Lughnasa!

Martin age 5, dancing at Lughnasa.
My favorite 5 year old dancing at Lughnasa 2007.

This weekend might have marked the 9th annual Lughnasa Festival at the Blue Scorcher if the stars had aligned differently.  Lughnasa! the ancient Irish festival of first harvest. Celebration of berries, grain and the descent of the sun. I organized three community festivals to recognize it from 2007-2009.  Each year approximately 1,000- 3,000 people attended. It required nearly 100 volunteers to make happen. I still think of it as one of the highlights of my life. Examples of collaborative creative effort on a grand scale.  As it was described to me by one participant,  “I felt like I had walked into a Fellini movie.”  Two other separate people told me that after happening upon the festival while traveling through Astoria, they were inspired to move here. It was a nurture culture lalapalooza.

Not only was there a stage with live music broadcast over KMUN the local community radio station all day, there were near endless delights to entice enjoyment all around the block:

  • Troll Radio Review – Live from Lughnasa!
  • Hourly Cake walks to raise money for the food bank
  • A farmers market made up of the farms that supply produce to the Blue Scorcher
  • Carnival games run by local non profits, like a goldfish toss etc
  • Super heroes who spent the day doing good
  • Bike wheel races down steep 15th Street to represent the decline of the sun – with trophies! (Modified rummage sale bowling trophies with wheels instead of balls)
  • Beauty queens of a diversity of ages and genders
  • Demonstrations of traditional crafts like black smithing, grain milling, home brewing, and vermi-composting
  • Fortune tellers
  • A massage booth
  • Face painting
  • Hundreds of colorful hand sewn flags everywhere – which are still being used by the River People Farmers Market these days.
  • Children’s crafts
  • Hourly bread blessings which we then shared out to the crowds, Blessings were done by spiritual leaders of all sorts – from a traditional Jewish blessing, to Catholic clergy, a Buddhist nun, a Lutheran minister, a Wiccan, Bahá’í,…
  • Three legged races and other field day events – with cookie “metals”
  • A labyrinth walk
  • A community altar with an interactive prayer/blessing/intent art installation
  • Little passport guidebooks, that created a scavenger hunt of sorts through all of the exhibits and activities.
  • Lots of delicious food – nearly all local, and all organic & GMO free
  • Outdoor yoga in the park, while able to hear beautiful classical guitar music wafting up from the stage.
  • The raffle culmination of a week long local food challenge that got people to eat nearer
  • Did I mention Bread, Pie and Switchell?

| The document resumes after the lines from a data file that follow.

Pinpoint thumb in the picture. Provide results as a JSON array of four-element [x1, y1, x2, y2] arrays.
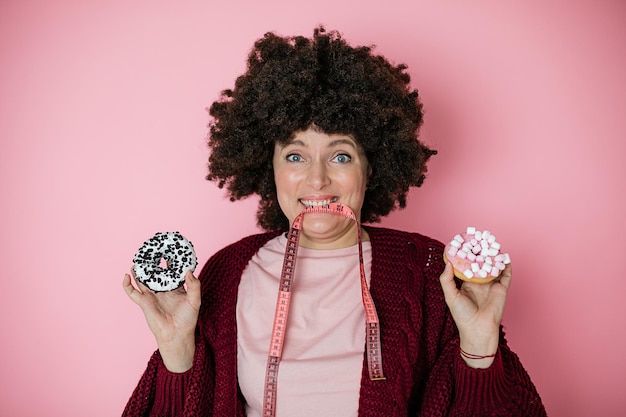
[[185, 271, 202, 309], [439, 261, 459, 304]]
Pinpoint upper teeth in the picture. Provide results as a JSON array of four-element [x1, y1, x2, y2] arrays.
[[300, 197, 337, 206]]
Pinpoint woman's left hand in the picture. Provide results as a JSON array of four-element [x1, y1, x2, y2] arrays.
[[439, 262, 511, 368]]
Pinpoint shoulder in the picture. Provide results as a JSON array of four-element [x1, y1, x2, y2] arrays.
[[365, 226, 445, 278], [207, 231, 281, 266], [364, 226, 445, 251]]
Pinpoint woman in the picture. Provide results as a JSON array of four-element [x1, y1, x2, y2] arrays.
[[124, 28, 545, 417]]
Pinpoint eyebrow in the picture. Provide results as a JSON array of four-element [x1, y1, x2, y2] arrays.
[[283, 139, 358, 150]]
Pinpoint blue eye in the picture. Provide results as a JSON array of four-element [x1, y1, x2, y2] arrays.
[[285, 153, 302, 162], [333, 153, 352, 164]]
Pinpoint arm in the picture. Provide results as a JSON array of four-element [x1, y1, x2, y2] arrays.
[[123, 273, 208, 416], [423, 256, 546, 417]]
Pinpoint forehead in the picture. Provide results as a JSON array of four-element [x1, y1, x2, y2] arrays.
[[277, 129, 361, 149]]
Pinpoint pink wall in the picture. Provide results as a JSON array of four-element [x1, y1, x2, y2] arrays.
[[0, 0, 626, 417]]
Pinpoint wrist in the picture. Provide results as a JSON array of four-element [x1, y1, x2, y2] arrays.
[[159, 336, 196, 373], [459, 338, 499, 369]]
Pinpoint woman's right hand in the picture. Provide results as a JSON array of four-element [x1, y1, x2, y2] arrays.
[[122, 270, 201, 372]]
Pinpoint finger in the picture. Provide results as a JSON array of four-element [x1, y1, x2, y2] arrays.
[[439, 262, 459, 304], [500, 264, 513, 290], [185, 271, 202, 308], [122, 274, 142, 304]]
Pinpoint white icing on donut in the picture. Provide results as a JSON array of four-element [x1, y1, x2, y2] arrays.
[[444, 227, 511, 283], [133, 232, 198, 292]]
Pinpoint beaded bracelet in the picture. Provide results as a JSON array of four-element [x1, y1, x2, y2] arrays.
[[459, 346, 498, 359]]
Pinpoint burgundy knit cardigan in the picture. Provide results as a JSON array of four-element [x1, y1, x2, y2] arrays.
[[123, 227, 546, 417]]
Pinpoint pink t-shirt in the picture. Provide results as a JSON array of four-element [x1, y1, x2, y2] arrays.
[[237, 235, 372, 417]]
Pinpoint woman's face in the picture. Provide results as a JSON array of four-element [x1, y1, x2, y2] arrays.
[[273, 128, 368, 249]]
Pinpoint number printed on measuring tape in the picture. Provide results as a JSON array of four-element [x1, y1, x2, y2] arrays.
[[263, 203, 385, 417]]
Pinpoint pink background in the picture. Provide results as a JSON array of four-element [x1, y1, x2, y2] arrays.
[[0, 0, 626, 417]]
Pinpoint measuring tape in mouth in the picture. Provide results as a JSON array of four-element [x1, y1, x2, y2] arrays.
[[263, 203, 385, 417]]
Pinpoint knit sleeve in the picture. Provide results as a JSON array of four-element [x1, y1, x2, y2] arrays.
[[419, 234, 546, 417], [122, 343, 210, 417]]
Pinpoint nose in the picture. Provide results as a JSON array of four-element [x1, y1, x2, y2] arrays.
[[307, 159, 330, 190]]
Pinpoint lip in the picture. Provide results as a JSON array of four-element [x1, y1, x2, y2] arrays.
[[298, 195, 339, 207]]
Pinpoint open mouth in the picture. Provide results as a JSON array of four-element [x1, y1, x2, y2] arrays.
[[298, 197, 337, 207]]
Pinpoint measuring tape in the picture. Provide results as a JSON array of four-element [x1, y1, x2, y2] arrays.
[[263, 203, 386, 417]]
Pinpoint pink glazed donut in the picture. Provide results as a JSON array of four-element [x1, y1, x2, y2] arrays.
[[443, 227, 511, 284]]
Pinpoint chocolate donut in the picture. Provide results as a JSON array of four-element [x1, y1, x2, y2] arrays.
[[133, 232, 198, 292]]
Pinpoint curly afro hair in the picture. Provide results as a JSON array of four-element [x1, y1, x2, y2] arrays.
[[207, 26, 437, 230]]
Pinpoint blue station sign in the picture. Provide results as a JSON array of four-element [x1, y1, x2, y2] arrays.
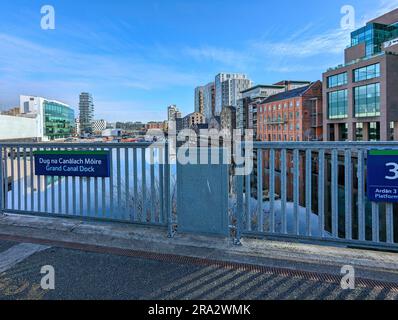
[[367, 150, 398, 203], [34, 150, 111, 178]]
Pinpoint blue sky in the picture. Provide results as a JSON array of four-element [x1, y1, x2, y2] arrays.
[[0, 0, 398, 121]]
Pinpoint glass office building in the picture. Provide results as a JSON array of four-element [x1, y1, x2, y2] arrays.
[[43, 100, 75, 140], [322, 8, 398, 141], [351, 23, 398, 57]]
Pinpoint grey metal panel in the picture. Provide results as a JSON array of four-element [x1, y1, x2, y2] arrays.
[[372, 202, 380, 242], [305, 149, 312, 236], [386, 203, 394, 244], [357, 150, 365, 241], [22, 148, 28, 211], [245, 169, 252, 231], [4, 148, 8, 209], [269, 149, 275, 232], [293, 149, 300, 235], [331, 149, 339, 238], [177, 148, 229, 236], [281, 149, 287, 234], [318, 150, 325, 238], [344, 149, 352, 240], [148, 148, 156, 222], [257, 149, 264, 232], [124, 148, 130, 218], [0, 147, 2, 212]]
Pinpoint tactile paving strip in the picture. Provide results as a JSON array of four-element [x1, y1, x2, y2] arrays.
[[0, 234, 398, 292]]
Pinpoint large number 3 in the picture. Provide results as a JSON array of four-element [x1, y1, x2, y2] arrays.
[[386, 162, 398, 180]]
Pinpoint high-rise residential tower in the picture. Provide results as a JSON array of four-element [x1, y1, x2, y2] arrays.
[[79, 92, 94, 134], [195, 86, 205, 114], [203, 82, 216, 121], [215, 73, 252, 115]]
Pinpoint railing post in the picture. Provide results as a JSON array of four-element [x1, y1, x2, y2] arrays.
[[0, 145, 3, 216], [234, 171, 244, 246], [164, 142, 174, 238]]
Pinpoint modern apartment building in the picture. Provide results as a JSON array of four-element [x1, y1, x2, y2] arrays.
[[93, 119, 107, 133], [203, 82, 216, 122], [181, 112, 206, 131], [145, 121, 164, 130], [257, 81, 322, 141], [214, 73, 253, 116], [167, 104, 181, 121], [220, 106, 236, 138], [323, 9, 398, 141], [195, 86, 205, 114], [19, 95, 75, 141], [79, 92, 94, 134], [236, 85, 285, 136]]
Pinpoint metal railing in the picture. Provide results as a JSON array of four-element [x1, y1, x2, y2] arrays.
[[236, 142, 398, 249], [0, 142, 398, 250], [0, 143, 173, 234]]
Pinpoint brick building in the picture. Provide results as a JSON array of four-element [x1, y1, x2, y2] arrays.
[[257, 81, 322, 141]]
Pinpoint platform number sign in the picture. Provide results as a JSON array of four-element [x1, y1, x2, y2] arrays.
[[367, 150, 398, 203]]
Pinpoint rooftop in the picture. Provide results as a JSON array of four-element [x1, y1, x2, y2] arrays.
[[262, 83, 312, 103], [241, 84, 285, 93]]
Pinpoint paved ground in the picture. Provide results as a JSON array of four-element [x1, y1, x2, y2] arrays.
[[0, 241, 398, 300]]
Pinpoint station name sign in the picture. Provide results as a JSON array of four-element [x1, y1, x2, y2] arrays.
[[367, 150, 398, 203], [34, 150, 110, 178]]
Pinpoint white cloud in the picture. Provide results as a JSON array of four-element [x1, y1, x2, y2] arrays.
[[183, 46, 252, 68]]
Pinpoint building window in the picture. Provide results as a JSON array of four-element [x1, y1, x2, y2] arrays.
[[328, 72, 348, 88], [354, 63, 380, 82], [354, 83, 380, 117], [369, 122, 380, 141], [328, 89, 348, 119], [355, 123, 363, 141], [339, 123, 348, 141]]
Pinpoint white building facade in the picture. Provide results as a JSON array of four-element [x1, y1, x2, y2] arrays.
[[214, 73, 253, 116]]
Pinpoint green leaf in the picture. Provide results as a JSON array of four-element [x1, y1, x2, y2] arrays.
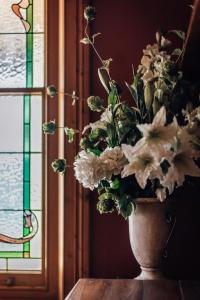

Talk about a wild ride – and it all happened in one day! People gathered, and many stayed all day – visiting with friends and neighbors, dancing, eating and making merry. It was an example of time out of time.

2009 Beauty Queen Court
2009 Beauty Queen Court
Bread!
Bread!
A few of the Super heroes.
A few of the Super heroes overseeing the Scorcher Wheel races.

Thinking back on it I am so so glad that I dared to pull it off. It was crazy ambitious- especially the first year when we had only been open 10 months. A free festival? Seriously, as if we weren’t completely sleep deprived enough! It was an exhausting all hands on deck day for Scorcher workers. And we did it as a zero waste festival – we fed all those people without generating any garbage to speak of – nothing disposable. It was nearly all local produce, and everything we fed people was organic and GMO free. Plus alcohol wasn’t the focus. Like I said, organizing it was pretty much the best thing I ever did.

This year we will be celebrating Lughnasa at home. Spending the day helping M. prepare for the Clatsop County Fair – washing chickens etc., and I hope to get out and pick some more blackberries to start some blackberry wine. I have a slim hope of a nap on the back deck if the clouds clear. Perhaps Joe and I will celebrate by going on a date tonight to Tango class, which will at the very least make us laugh like fools over our 4 left feet.  So even though I didn’t spend months organizing a huge party, I send Lughnasa Greetings – from my ancient Irish Ancestors to you. May your harvest be bountiful, and May joy fill your house.

 

2 Comments Add yours

  1. shiborigirl says:

    what a great adventure- Cheers for Lughnasa! Lots of great ideas for anyone organizing a community event.

    1. Iridacea says:

      It was so much fun! The only thing that didn’t happen that I hoped for, was a spontaneous wedding. We stopped having them when the owners of our building built a raised patio filling half the parking lot that was the festival grounds. I’m happy we had three.